At a time when each week seems to bring fresh revelations about some new scandal – be it from the world of politics, finance, business, entertainment, or whatever – we hear a lot about how it has never been more important to ‘uncover the truth’ and ‘get to the bottom of things’, so that ‘it can never happen again.’ House of Commons select committees have found themselves to be uniquely positioned in this growth industry of scandal scrutiny, and by exploiting this positioning they’ve succeeded in raising the profile of parliament as an important arena for political action. The Public Accounts Committee (PAC) has long been at the forefront of parliamentary scrutiny, and has recently assumed even greater political saliency as a result of the strategic leadership of its chair, the Labour MP Margaret Hodge. PAC’s recent investigations into tax avoidance and evasion, and in particular Hodge’s grilling of senior HSBC figures, has drawn the criticism that Hodge is ‘abusive and bullying’ and presiding over ‘a theatrical exercise in public humiliation.’ These comments are interesting for a number of reasons.

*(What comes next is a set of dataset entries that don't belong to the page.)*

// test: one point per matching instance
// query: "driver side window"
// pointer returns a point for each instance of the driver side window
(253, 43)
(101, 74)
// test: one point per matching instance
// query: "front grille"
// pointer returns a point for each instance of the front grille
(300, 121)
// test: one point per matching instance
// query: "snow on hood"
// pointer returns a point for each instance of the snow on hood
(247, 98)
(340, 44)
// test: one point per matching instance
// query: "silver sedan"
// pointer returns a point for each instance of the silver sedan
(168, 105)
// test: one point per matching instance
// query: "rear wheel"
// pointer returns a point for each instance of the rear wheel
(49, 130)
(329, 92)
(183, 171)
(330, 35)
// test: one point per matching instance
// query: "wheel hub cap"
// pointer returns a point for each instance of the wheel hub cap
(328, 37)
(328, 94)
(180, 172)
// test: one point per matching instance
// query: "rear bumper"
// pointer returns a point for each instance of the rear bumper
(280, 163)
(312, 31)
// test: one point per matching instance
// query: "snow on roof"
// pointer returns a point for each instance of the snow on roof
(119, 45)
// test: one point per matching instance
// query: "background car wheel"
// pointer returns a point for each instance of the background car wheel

First, the notion that committee scrutiny is a ‘theatrical exercise’ is in fact hugely revealing of the institutional setting. Parliament is the nation’s pre-eminent ‘theatre of action’[i]. It’s the stage on which political actors enact a range of vital performances, from which they take cues from off-stage participants, and through which they signal important political messages to watching audiences. Describing parliamentary politics as ‘theatrical’ isn’t therefore particularly contemptuous, and the metaphor is incredibly useful in helping us to understand the behaviour and activity of MPs inside parliament.

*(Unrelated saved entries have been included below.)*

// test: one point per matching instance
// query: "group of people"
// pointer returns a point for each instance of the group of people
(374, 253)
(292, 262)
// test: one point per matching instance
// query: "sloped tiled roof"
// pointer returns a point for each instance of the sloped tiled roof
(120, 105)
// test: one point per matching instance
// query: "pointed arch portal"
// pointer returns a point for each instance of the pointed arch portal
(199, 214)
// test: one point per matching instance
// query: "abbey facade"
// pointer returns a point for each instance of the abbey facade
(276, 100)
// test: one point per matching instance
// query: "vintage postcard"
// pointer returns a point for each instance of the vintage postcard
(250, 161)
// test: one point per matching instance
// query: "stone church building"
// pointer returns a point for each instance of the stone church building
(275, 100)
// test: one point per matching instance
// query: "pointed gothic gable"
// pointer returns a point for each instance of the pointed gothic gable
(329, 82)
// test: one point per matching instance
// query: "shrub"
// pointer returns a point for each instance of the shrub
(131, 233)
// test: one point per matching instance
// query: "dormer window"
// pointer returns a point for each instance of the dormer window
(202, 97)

This leads directly to the second point, which is that in pursuing this burgeoning market in scandal scrutiny, select committees would be negligent if they didn’t use all the resources at their disposal, including the ability to embarrass witnesses. For the most part, the only public scrutiny many of these witnesses will ever be exposed to is that visited upon them by parliamentary committees. Irrespective of what happens to those individuals or their institutions thereafter, it is fundamental to the operation of democracy that significant figures are at least seen to be challenged and questioned. Whether such challenging and questioning is the same as holding them to account is of course another matter. But the very public and highly visible process of scrutiny that is possible through parliamentary committees is a necessary, if not a sufficient, condition for ensuring the democratic health of our political system. The oxygen of publicity is, after all, a highly effective disinfectant. Parliamentary committees may not be in a position to resolve any of the scandals they investigate, but they are increasingly crucial agenda-setting actors, and their scrutiny actions can and do help determine how long an issue will remain on the media’s radar. What’s more, when committee members ask hard questions, and appear incredulous when witnesses answer those questions, they are merely channelling the behaviours expected of them by their similarly incredulous constituents.

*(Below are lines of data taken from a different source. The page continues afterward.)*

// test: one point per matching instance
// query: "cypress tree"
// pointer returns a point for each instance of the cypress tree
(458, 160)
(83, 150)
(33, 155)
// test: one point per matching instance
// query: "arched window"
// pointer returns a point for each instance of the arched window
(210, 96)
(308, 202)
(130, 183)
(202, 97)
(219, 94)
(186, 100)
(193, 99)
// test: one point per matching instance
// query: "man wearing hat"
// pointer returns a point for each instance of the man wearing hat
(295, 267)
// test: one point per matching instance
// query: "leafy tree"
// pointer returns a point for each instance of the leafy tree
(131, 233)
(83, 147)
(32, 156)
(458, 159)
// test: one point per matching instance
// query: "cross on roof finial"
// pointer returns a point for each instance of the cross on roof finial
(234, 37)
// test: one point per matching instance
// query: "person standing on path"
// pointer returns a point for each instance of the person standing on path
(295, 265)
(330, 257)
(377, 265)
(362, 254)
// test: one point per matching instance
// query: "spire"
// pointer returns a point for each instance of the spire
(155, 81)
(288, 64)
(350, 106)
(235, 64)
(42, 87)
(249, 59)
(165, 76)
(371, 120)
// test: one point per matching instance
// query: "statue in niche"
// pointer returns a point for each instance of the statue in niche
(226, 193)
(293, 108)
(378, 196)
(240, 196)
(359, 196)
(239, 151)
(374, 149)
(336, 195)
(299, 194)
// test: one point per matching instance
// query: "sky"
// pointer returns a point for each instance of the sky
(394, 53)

Which leads to the final point: the role of the committee chair is of fundamental importance in understanding what action a committee will take on any given issue, which is why Margaret Hodge at PAC has drawn both criticism and applause. Leadership matters in select committees, and the chair is crucial in setting the tone of investigations and determining the vigour with which summoned witnesses are questioned. Hodge’s behaviour in the PAC chair has been described as ‘grandstanding’, but labelling an active and relentless chair in this way entirely misconceives the emerging strategic role of chairs and their increased willingness to exploit the parliamentary resources at their disposal, resources which would not otherwise be available to them as backbench MPs. The whole point of shifting in 2010 to a system of elected select committee chairs was to beef up the scrutiny capacity of the Commons and imbue chairs with greater authority and legitimacy to act. To then describe chairs as ‘grandstanding’ when they put those institutional resources to use is disingenuous.
So long as scandals continue to be uncovered, parliamentary committees will continue to position themselves on the political stage as wily inquisitors working on behalf of the exploited and the victimised, and active chairs will vigorously pursue witnesses so long as there is a political market for doing so. Ultimately, the very best actors will always learn how to maximise their use of the stage on which they perform so as to throw their voices to the darkest corners of the theatre. This truth is what makes the study of parliament and its committees so compelling.
The author acknowledges the support of ESRC research funding (RES-061-25-0391).
[i] Uhr, J. and J. Wanna, 2000, ‘The future roles of parliament’ in M. Keating, J. Wanna, and P. Weller (eds.) Institutions on the Edge? Capacity for Governance, Sydney: Allen & Unwin.